‘Have I not told you many times,’ Unukalhai said, ‘that we must become insane? You did not believe me!’
‘I did not want to believe you!’
‘But you must, Arjuna. You must watch the humans, night and day.’ He let out a long, painful whistle. ‘You must drink in their sounds and dwell with them in your dreams. You must meditate on what it is to be human and try to become human in your own heart.’
‘I cannot! I do not want to!’
I pointed out that he had chided Alkurah and the Moonsingers for internalizing the humans’ cruelty, which they inflicted with raking teeth and rancor upon Baby Electra and the other whales.
‘And cruel you must become,’ Unukalhai told me, ‘to live among the humans. But not mindlessly and compulsively cruel, as they are cruel. You must not allow yourself to become helplessly and indiscriminately infected. Rather, you must choose your cruelties with a will and a design, and wear them upon yourself as the humans do their clothes. In such cruelty, you must apply the same art as you once did in creating the tone poems of your great composition.’
Something in the crystallization of his conception of cruelty sounded a warning in me. Something in Unukalhai – a poisoning of his blood or a worm in his brain – did the same. I sensed that he was keeping a secret, deep and dark, which gnawed at him and worked its way into every tissue and organ. What this secret might be, I could not guess and he did not say.

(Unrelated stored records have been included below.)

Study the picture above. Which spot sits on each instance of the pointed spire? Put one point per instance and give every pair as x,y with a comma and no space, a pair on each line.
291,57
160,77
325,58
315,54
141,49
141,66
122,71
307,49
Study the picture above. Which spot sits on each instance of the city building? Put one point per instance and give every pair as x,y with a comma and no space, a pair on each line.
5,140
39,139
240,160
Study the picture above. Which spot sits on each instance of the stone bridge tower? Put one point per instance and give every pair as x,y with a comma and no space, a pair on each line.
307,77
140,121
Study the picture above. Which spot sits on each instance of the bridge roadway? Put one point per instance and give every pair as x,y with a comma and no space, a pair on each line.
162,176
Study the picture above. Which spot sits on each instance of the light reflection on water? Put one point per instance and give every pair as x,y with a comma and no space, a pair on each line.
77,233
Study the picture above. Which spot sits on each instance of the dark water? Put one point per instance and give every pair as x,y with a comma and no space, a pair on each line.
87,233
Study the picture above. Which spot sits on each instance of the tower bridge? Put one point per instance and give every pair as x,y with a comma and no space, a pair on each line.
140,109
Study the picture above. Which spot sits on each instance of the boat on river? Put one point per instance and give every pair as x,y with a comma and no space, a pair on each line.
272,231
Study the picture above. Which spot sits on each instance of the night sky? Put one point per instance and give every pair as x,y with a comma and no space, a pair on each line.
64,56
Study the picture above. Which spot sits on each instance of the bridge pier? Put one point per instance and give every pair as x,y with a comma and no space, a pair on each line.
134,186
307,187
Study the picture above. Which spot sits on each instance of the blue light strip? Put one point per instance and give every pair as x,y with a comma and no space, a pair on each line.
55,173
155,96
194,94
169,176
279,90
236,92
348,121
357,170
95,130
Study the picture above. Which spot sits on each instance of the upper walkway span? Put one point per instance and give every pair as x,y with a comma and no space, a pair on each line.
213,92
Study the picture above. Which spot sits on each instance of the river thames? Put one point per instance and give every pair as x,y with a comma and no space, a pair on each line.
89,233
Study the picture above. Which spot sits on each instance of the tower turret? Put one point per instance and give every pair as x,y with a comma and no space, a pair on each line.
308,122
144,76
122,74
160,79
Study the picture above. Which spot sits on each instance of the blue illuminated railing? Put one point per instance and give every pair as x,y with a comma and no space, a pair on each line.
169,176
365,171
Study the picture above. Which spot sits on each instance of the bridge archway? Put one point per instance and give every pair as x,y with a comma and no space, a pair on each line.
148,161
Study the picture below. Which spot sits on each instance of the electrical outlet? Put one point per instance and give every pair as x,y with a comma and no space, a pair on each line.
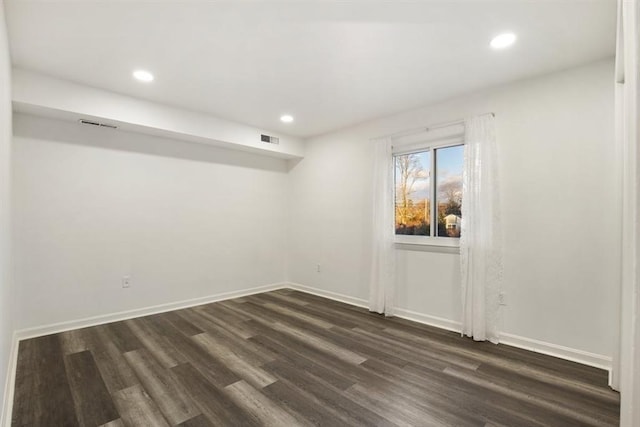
502,298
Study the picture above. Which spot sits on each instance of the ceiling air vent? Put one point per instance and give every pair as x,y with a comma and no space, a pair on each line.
92,123
269,139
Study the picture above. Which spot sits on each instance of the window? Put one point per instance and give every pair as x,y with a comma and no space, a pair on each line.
428,194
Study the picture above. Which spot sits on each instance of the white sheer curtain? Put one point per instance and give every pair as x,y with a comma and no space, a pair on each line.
382,285
480,242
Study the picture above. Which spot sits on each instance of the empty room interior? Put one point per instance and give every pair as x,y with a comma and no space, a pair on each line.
336,213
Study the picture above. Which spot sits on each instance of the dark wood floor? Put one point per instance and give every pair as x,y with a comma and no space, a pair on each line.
287,358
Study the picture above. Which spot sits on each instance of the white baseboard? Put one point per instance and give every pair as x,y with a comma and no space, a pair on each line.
586,358
145,311
438,322
555,350
359,302
9,387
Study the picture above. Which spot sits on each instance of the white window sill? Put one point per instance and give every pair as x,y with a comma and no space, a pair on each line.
428,244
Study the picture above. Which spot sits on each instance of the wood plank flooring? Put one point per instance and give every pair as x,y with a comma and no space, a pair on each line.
287,358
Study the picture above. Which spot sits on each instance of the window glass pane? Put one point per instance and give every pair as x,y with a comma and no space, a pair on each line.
413,202
449,164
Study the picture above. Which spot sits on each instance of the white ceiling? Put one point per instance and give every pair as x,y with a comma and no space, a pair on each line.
330,64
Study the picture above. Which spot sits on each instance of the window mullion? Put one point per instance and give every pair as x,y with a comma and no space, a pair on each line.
432,187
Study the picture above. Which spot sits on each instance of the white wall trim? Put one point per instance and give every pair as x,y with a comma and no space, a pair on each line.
555,350
9,387
559,351
574,355
359,302
438,322
145,311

‘I do not want to become cruel,’ I told him. ‘I do not want the humans to touch my heart with their heartless hands.’
‘But they already have touched you, have they not?’

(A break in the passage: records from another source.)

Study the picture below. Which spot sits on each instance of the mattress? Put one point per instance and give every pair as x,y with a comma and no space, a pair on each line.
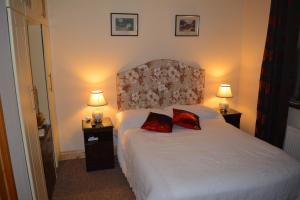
217,162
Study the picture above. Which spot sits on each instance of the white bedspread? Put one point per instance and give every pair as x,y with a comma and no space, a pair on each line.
217,162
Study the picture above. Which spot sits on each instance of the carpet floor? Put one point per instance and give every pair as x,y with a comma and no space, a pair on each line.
74,183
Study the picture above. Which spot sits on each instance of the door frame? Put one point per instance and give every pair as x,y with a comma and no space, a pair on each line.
7,181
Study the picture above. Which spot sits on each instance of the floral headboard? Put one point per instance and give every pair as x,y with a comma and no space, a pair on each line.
160,83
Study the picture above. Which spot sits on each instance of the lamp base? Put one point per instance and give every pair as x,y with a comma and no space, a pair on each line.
224,107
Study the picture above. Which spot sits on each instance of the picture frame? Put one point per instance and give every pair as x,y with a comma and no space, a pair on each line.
187,25
124,24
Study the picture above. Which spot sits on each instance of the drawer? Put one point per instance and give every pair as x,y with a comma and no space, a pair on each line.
93,137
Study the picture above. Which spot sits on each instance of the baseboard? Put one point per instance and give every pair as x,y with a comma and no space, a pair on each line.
70,155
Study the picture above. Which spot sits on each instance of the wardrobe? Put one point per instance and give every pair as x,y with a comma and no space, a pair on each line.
31,59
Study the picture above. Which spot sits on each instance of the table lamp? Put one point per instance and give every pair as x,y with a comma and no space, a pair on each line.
224,92
96,99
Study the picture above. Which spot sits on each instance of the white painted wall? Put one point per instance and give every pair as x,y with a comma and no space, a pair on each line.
86,57
10,109
255,24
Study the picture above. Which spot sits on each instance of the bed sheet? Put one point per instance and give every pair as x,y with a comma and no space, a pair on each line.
217,162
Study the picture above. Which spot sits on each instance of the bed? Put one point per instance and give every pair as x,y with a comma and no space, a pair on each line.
217,162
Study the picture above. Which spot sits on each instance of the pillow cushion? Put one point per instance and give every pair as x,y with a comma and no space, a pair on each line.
158,122
186,119
203,112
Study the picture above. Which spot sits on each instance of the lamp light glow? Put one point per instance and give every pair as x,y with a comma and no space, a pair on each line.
96,99
224,92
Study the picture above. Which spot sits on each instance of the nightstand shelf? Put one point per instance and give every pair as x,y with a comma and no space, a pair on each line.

‘As they have touched you?’
‘Yes, Arjuna – in exactly the same way.’
‘I am sorry,’ I said.
‘Save your compassion for yourself – you will need it.’
‘Perhaps,’ I said. I floated at the surface of the little pool where we were being kept that night and opened my blowhole to take in a breath. ‘Perhaps I will suffer here like a blue whale being torn apart by sharks, over years instead of days. I will not, however, allow myself to become like the humans.’

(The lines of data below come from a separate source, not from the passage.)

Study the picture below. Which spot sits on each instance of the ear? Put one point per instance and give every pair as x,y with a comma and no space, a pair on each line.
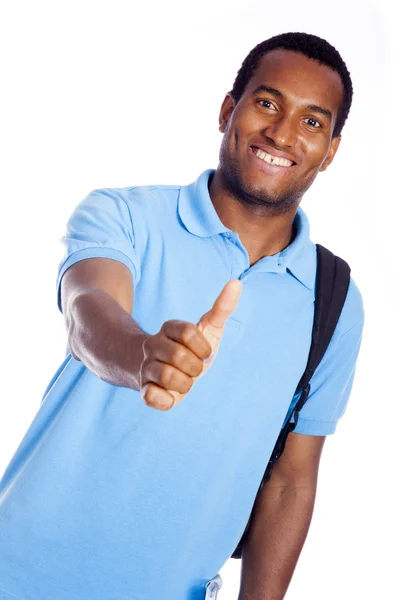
226,110
331,152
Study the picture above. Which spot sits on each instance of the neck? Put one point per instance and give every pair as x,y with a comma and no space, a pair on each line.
261,234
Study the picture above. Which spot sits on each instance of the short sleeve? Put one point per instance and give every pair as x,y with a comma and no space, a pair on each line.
100,227
331,384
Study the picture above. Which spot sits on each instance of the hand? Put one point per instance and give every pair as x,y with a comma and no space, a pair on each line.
181,352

‘You will not be able to help yourself.’
‘Yes, I will.’
‘You cannot escape them, any more than you can dislodge the harpoon they put in you when they speared your friend Pherkad.’
‘There is no harpoon in me!’ My voice exploded out of me in an unexpected and embarrassing shout, which thundered back and forth across the tiny pool. ‘Only my grandmother is there, and Alnitak, and my mother, and—’
‘The rest of your family, whom you will never see again. If you wish your life were otherwise, you will make yourself even more unhappy.’
‘I will see them again!’
‘No, you never will. The humans will make you do feats along with Alkurah, Salm, Electra, and me. You will see us , all the days of your life, until either we or you are dead.’
‘No, no, no!’ I beat the water with my flukes, trying to drive into this fundamental substance a little of my filthy rage. ‘I will never do the humans’ feats. I want nothing more to do with humans. I will escape them – and their pools of horror.’